|Van Santen, E|
Submitted to: National Cotton Council Beltwide Cotton Conference
Publication Type: Proceedings
Publication Acceptance Date: 1/7/2003
Publication Date: 5/12/2003
Citation: Terra, J.A., Reeves, D.W., Shaw, J.N., Raper, R.L., Van Santen, E., Mask, P.L. 2003. Spatial variation of cotton yield: influence of soil management and terrain attributes. National Cotton Council Beltwide Cotton Conference. Interpretive Summary: A better understanding of field variability is needed by producers to optimize inputs and maximize yields and profits. We evaluated cotton yield response to soil management practices and their interactions with landscape and soil features in a field-size experiment in east-central Alabama. Soil survey, geo-referenced elevation, and electrical conductivity were used to map field variability. Two soil management systems, with and without annual application of dairy manure, were stripped across the field in a corn-cotton rotation. Systems included a conventional system (chisel plowing and no winter cover crop) and a conservation system (no-till) with legume and small grain covers. Conservation system yields, regardless of manure application, averaged 2,174 lb lint/acre. Conventional system yields averaged 1949 lb/acre with manure and 1841 lb/acre without manure. In addition, yield variability was reduced with the conservation system, and this system had greater impacts in a dryer year and in areas in the field (zones) with lower yield potential. Electrical conductivity, slope, soil texture and elevation explained between 15 to 60% of yield variability. However, simple subjective terrain feature information was also effective in identifying areas of variability, suggesting that economical methods of mapping yield variability in fields can improve efficiencies of inputs. This information can be used by extension, NRCS, and private-sector consultants to promote the use of conservation systems that optimize inputs and profits for cotton production.

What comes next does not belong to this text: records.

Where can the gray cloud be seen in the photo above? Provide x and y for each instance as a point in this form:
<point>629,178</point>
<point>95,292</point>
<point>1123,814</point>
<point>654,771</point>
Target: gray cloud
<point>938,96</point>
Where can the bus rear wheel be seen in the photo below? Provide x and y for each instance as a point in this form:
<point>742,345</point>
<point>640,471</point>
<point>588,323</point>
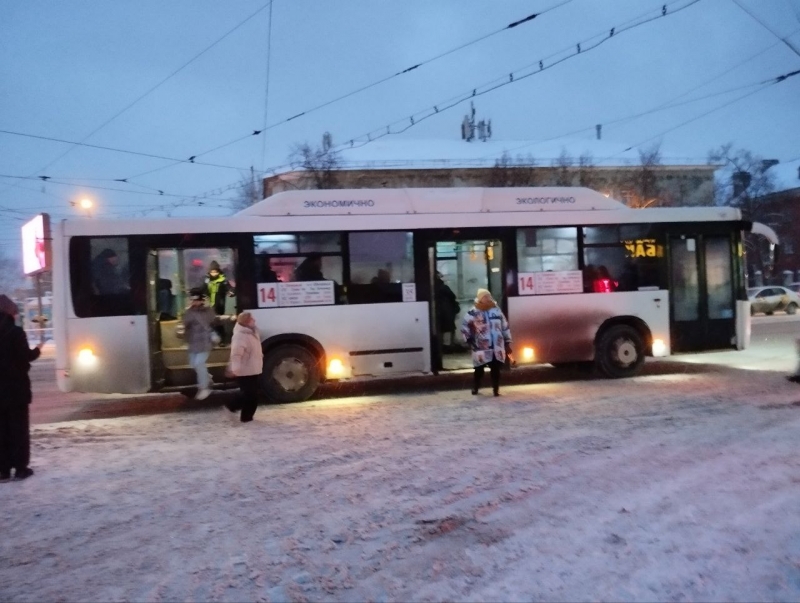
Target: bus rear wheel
<point>291,374</point>
<point>620,352</point>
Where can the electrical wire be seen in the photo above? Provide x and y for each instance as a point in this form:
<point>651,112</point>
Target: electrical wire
<point>669,104</point>
<point>764,86</point>
<point>378,82</point>
<point>191,159</point>
<point>266,88</point>
<point>158,85</point>
<point>530,70</point>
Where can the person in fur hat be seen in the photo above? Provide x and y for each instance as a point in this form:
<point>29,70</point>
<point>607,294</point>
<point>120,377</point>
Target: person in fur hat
<point>488,335</point>
<point>15,393</point>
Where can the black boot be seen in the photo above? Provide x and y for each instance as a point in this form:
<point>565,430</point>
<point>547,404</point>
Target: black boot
<point>23,473</point>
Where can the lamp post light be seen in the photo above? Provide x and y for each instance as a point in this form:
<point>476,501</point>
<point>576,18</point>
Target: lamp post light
<point>86,204</point>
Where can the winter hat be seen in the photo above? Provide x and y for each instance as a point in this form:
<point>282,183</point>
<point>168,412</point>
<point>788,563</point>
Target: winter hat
<point>481,293</point>
<point>7,306</point>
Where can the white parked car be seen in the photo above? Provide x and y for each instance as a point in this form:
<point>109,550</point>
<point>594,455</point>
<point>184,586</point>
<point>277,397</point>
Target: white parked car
<point>773,298</point>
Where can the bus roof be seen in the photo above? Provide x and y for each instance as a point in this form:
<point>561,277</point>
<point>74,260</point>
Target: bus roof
<point>410,209</point>
<point>431,201</point>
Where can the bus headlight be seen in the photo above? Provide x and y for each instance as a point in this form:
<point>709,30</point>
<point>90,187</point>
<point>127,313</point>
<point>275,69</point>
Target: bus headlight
<point>659,347</point>
<point>335,367</point>
<point>86,357</point>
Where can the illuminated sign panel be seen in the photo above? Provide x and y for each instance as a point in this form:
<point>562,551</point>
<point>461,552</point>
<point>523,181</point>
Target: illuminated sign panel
<point>36,245</point>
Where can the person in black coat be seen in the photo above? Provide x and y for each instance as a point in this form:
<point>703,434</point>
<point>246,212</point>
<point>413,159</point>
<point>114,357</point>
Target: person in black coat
<point>447,308</point>
<point>15,384</point>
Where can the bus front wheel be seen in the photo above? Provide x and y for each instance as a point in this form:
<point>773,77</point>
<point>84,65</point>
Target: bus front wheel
<point>291,374</point>
<point>620,351</point>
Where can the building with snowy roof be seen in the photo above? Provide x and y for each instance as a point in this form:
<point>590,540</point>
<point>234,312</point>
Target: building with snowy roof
<point>654,178</point>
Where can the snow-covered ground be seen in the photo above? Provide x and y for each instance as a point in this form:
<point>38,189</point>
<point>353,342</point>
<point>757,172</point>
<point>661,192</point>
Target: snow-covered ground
<point>681,485</point>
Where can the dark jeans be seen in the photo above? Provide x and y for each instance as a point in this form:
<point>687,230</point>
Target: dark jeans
<point>494,369</point>
<point>248,401</point>
<point>15,438</point>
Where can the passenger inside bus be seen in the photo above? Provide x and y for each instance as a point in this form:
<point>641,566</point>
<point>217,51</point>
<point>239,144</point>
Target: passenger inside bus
<point>165,300</point>
<point>265,273</point>
<point>217,288</point>
<point>106,277</point>
<point>310,269</point>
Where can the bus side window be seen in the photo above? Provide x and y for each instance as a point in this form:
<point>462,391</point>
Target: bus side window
<point>308,257</point>
<point>101,283</point>
<point>380,262</point>
<point>622,258</point>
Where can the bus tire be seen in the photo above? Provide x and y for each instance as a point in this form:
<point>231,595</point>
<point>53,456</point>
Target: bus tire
<point>619,351</point>
<point>291,374</point>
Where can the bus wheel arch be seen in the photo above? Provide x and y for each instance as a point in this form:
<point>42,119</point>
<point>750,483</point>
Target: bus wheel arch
<point>621,345</point>
<point>293,367</point>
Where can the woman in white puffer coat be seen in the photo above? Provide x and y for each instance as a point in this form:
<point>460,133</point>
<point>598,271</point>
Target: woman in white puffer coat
<point>246,363</point>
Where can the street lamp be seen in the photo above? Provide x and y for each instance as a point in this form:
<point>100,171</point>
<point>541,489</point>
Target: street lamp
<point>86,204</point>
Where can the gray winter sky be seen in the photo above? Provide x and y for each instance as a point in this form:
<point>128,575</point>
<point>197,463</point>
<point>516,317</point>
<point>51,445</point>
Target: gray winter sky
<point>99,72</point>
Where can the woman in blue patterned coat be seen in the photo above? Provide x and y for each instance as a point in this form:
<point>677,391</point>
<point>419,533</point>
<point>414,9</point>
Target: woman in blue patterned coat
<point>486,331</point>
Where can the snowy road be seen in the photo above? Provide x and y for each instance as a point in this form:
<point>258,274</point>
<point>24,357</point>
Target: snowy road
<point>679,485</point>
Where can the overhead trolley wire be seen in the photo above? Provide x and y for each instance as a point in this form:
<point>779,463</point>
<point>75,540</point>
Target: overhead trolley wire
<point>669,104</point>
<point>404,124</point>
<point>191,159</point>
<point>155,87</point>
<point>766,84</point>
<point>378,82</point>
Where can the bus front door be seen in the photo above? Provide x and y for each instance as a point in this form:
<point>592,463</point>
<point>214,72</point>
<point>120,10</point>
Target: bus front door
<point>702,299</point>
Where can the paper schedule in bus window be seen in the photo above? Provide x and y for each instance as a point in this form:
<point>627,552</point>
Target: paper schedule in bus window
<point>547,283</point>
<point>303,293</point>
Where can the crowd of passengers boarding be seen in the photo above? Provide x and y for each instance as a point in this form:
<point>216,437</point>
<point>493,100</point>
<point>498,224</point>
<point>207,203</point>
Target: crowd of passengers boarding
<point>484,327</point>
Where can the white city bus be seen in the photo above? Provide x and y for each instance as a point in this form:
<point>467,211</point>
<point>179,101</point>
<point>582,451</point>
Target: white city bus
<point>343,284</point>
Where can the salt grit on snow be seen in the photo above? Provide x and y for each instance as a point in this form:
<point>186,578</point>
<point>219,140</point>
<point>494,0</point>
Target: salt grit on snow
<point>675,487</point>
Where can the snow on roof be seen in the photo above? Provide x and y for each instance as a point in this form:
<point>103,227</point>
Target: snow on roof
<point>441,153</point>
<point>431,200</point>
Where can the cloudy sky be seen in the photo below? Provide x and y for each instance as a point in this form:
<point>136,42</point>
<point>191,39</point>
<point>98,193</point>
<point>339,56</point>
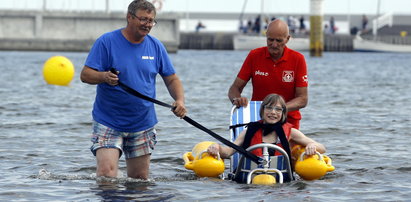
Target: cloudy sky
<point>252,6</point>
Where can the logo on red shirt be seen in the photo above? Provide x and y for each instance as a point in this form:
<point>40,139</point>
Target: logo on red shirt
<point>288,76</point>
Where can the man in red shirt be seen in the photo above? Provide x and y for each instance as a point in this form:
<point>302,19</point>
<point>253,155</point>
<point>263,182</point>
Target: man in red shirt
<point>274,69</point>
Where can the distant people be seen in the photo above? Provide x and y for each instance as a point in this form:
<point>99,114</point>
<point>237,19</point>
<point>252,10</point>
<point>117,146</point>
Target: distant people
<point>354,30</point>
<point>257,24</point>
<point>364,22</point>
<point>332,25</point>
<point>250,25</point>
<point>284,72</point>
<point>302,25</point>
<point>199,26</point>
<point>327,30</point>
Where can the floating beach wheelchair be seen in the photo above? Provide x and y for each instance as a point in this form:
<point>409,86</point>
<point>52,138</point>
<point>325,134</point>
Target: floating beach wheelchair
<point>270,169</point>
<point>243,170</point>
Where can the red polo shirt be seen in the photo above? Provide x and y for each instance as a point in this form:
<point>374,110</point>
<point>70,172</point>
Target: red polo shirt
<point>281,77</point>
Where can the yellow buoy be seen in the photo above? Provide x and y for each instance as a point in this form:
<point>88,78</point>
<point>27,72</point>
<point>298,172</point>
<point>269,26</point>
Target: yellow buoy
<point>264,179</point>
<point>58,70</point>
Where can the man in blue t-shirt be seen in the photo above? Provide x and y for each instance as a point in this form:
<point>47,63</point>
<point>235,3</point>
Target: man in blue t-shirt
<point>123,123</point>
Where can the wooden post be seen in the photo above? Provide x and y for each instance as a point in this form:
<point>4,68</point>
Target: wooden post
<point>316,28</point>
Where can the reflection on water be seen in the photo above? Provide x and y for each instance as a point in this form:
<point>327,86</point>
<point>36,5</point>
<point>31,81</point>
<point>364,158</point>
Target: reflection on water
<point>358,107</point>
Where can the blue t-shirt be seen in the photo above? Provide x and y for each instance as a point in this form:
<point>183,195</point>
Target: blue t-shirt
<point>139,65</point>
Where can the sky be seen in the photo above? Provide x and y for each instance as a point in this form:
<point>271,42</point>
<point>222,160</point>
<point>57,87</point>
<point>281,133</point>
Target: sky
<point>234,6</point>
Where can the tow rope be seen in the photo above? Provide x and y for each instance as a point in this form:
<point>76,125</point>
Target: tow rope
<point>249,155</point>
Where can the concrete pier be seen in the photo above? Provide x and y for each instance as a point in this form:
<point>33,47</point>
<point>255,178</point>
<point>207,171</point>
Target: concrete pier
<point>224,41</point>
<point>73,31</point>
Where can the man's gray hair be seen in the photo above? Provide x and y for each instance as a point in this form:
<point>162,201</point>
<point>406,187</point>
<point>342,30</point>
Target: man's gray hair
<point>141,5</point>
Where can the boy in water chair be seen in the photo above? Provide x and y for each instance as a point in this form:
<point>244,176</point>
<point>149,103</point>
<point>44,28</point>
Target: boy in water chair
<point>274,135</point>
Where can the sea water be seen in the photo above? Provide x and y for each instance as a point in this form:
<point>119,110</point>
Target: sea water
<point>359,108</point>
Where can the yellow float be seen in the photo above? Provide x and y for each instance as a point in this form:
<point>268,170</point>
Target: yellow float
<point>311,167</point>
<point>203,164</point>
<point>58,70</point>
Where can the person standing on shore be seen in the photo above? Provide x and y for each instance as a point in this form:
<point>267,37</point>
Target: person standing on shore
<point>123,123</point>
<point>274,69</point>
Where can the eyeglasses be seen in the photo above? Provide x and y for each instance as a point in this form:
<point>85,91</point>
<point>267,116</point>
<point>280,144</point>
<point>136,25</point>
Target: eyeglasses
<point>277,110</point>
<point>144,20</point>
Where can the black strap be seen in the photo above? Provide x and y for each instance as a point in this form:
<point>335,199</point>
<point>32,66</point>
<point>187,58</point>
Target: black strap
<point>253,157</point>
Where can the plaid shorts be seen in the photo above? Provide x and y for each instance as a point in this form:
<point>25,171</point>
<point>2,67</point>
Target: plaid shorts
<point>131,144</point>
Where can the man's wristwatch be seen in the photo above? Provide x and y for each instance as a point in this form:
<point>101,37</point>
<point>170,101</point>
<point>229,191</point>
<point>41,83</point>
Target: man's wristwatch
<point>234,99</point>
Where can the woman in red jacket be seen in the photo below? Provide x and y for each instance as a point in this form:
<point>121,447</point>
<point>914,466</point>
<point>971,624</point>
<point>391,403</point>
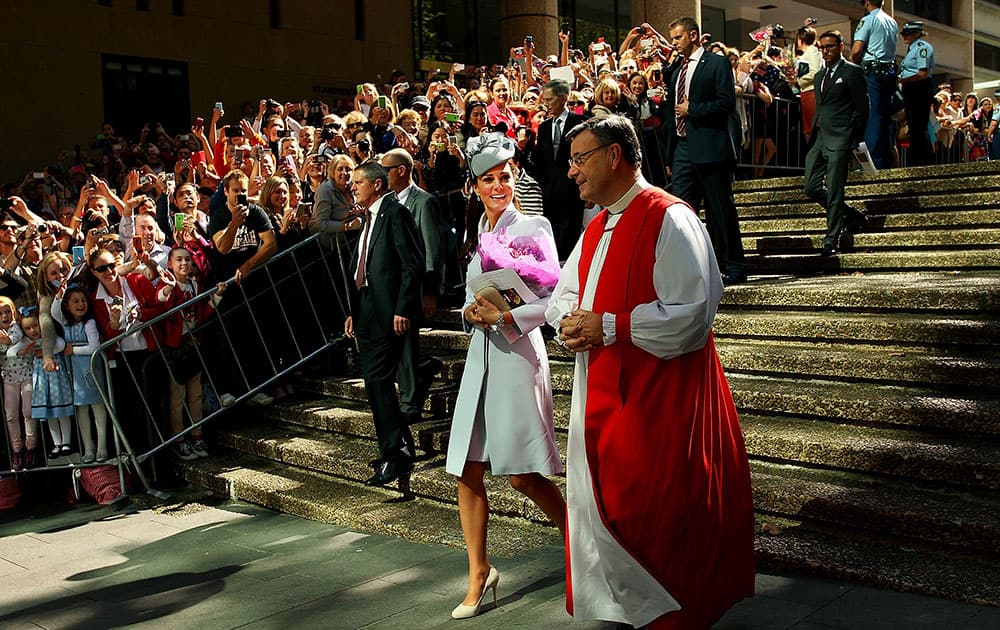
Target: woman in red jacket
<point>121,303</point>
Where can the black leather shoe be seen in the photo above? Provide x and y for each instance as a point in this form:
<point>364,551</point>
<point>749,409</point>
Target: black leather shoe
<point>857,222</point>
<point>389,472</point>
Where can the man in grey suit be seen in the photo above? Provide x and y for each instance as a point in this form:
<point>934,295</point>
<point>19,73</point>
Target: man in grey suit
<point>414,375</point>
<point>838,127</point>
<point>700,149</point>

Technical Abstract: Soil management practices are rarely assessed at the landscape level. We evaluated cotton (Gossypium hirsutum L.) yield response to soil management practices and their interactions with landscape and soil attributes in a 24 acre trial in east-central Alabama in 2001 and 2002. A soil survey, geo-referenced elevation, and electrical conductivity maps were developed for delineating field variability. A factorial arrangement of two soil management systems with and without annual application of dairy manure was evaluated in a corn (Zea mays)-cotton rotation. Treatments were: a conventional system (CT), a conventional system + dairy bedding manure (CTM), a conservation system (NT) and conservation system + manure (NTM). Conventional systems included chisel plowing/disking + in-row subsoiling and no cover crop. Conservation systems included in-row subsoiling and winter cover crops of a white lupin (Lupinus albus L.)/crimson clover (Trifolium incarnatum L.) mix prior to corn and a black oat (Avena strigosa Schreb.)/rye (Secale cereale L.) mix prior to cotton. Treatments were established in 20-ft wide strips intercepting landscape variability in a RCB design with six replications. No-till and NTM yields (2182 and 2159 lb acre-1) were higher than CTM (1949 lb acre-1). Lowest yields occurred with CT (1841 lb acre-1). The coefficient of variation was greater in conventional systems (13.4%) compared to conservation systems (10.8%). Electrical conductivity, slope, soil texture and elevation explained between 15 to 60% of yield variability but simple subjective terrain attribute information was similarly effective in delineating variability. The conservation system had greater impacts in the dryer year and in zones with lower yield potential.